To make this piece of movement vocabulary look perfectly fluid and rhythmic, I can’t slow my pace, therefore, Boon has to drive, in the trot, into the rear cross and gain the opposite heeling reference position without changing into a canter. He bobbled into a lag at that one spot driving around the outside of a curve because I didn’t support his attention going into it.
We are the only team with a cross that looks this smooth and elegant, thanks to Boon. We were the first team to bring it in to choreography like this, in the turn, and a few other teams started working on it when they saw ours, which I don’t mind. Imitation is flattery, they say.

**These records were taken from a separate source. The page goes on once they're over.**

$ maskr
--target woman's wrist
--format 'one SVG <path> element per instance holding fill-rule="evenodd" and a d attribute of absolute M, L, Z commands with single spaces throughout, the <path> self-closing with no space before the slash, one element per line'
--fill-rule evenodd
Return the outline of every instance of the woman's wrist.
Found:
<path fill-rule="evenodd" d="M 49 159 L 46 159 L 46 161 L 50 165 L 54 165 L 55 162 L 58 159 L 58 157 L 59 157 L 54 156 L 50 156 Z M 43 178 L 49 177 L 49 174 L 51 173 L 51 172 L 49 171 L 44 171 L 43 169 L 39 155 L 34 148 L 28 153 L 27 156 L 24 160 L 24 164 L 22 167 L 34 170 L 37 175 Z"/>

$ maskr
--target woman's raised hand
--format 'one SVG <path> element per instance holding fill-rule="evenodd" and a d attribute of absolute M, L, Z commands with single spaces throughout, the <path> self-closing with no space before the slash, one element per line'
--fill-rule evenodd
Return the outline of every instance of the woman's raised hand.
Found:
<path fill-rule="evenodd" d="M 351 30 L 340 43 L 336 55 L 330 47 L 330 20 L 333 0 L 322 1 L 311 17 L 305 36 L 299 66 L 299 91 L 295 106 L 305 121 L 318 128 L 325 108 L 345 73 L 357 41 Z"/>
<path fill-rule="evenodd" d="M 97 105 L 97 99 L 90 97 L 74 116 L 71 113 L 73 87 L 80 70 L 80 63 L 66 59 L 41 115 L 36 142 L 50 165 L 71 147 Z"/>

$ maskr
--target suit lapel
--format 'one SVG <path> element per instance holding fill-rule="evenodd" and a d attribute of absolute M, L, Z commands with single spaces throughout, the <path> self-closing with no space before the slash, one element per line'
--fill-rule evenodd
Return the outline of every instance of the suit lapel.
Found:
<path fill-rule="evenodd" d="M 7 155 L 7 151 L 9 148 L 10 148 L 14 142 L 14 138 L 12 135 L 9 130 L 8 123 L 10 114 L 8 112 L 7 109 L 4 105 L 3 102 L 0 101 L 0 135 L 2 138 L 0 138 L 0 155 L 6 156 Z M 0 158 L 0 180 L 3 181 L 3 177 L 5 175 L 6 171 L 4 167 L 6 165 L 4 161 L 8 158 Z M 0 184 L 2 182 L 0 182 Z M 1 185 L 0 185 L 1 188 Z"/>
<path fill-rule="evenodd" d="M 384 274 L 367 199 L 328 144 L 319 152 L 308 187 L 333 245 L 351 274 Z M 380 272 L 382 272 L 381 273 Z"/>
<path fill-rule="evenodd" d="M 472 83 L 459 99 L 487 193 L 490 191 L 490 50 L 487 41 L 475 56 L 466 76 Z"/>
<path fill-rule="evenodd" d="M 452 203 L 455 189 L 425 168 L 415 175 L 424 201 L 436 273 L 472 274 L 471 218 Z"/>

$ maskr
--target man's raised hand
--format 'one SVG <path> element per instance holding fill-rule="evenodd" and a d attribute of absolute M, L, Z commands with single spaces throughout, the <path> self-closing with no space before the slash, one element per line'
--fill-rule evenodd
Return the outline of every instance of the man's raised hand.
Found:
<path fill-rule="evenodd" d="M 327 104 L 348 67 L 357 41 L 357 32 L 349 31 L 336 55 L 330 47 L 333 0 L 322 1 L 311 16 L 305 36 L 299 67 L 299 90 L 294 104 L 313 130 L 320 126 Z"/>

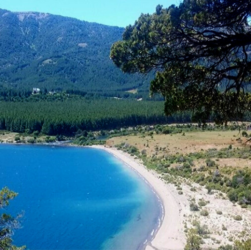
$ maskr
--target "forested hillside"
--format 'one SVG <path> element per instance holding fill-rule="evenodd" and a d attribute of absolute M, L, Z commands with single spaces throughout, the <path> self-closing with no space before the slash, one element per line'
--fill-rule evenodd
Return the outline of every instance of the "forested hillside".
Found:
<path fill-rule="evenodd" d="M 123 74 L 109 58 L 123 31 L 45 13 L 0 10 L 0 86 L 106 94 L 147 91 L 149 77 Z"/>

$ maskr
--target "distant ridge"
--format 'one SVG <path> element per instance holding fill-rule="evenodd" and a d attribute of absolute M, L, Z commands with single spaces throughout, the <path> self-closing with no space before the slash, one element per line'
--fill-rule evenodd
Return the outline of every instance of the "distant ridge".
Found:
<path fill-rule="evenodd" d="M 126 91 L 150 78 L 123 74 L 109 59 L 124 28 L 37 12 L 0 9 L 0 86 Z"/>

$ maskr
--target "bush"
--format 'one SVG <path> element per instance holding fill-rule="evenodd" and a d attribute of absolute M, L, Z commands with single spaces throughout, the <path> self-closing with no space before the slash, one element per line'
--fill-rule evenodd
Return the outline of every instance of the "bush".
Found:
<path fill-rule="evenodd" d="M 236 215 L 236 216 L 234 216 L 234 219 L 240 221 L 240 220 L 242 220 L 242 217 L 240 215 Z"/>
<path fill-rule="evenodd" d="M 191 211 L 199 211 L 199 207 L 195 202 L 190 203 L 190 210 Z"/>
<path fill-rule="evenodd" d="M 208 213 L 208 211 L 206 209 L 203 209 L 203 210 L 200 211 L 200 215 L 202 215 L 202 216 L 208 216 L 209 213 Z"/>

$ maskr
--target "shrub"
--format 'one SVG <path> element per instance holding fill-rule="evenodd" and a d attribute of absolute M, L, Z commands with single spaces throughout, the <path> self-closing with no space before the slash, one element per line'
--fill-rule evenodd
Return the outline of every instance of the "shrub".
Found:
<path fill-rule="evenodd" d="M 208 213 L 208 211 L 206 209 L 203 209 L 203 210 L 200 211 L 200 215 L 202 215 L 202 216 L 208 216 L 209 213 Z"/>
<path fill-rule="evenodd" d="M 234 216 L 234 219 L 235 220 L 242 220 L 242 217 L 240 215 L 236 215 L 236 216 Z"/>
<path fill-rule="evenodd" d="M 195 202 L 190 203 L 190 210 L 191 211 L 199 211 L 199 207 Z"/>

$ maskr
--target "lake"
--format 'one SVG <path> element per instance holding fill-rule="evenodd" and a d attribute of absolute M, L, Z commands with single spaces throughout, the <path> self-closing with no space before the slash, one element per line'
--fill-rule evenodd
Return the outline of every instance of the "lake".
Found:
<path fill-rule="evenodd" d="M 104 150 L 0 145 L 0 188 L 19 195 L 14 243 L 28 249 L 136 250 L 157 227 L 161 207 L 150 186 Z"/>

Feel free to critique- do remember that freestyle heeling is much more, well, free, than obedience heeling. The dog chooses a distance from the human that is comfortable for maintaining a strong team connection so you’ll often see that dogs choose more space than is demanded in obedience. They rarely choose a position of hugging the pants leg. This “white space” between human and dog really works well to enhance the dog, one of our critical criteria in judging. Obviously, you cannot see the full grace and beauty of a dog when the dog is extremely close to the human.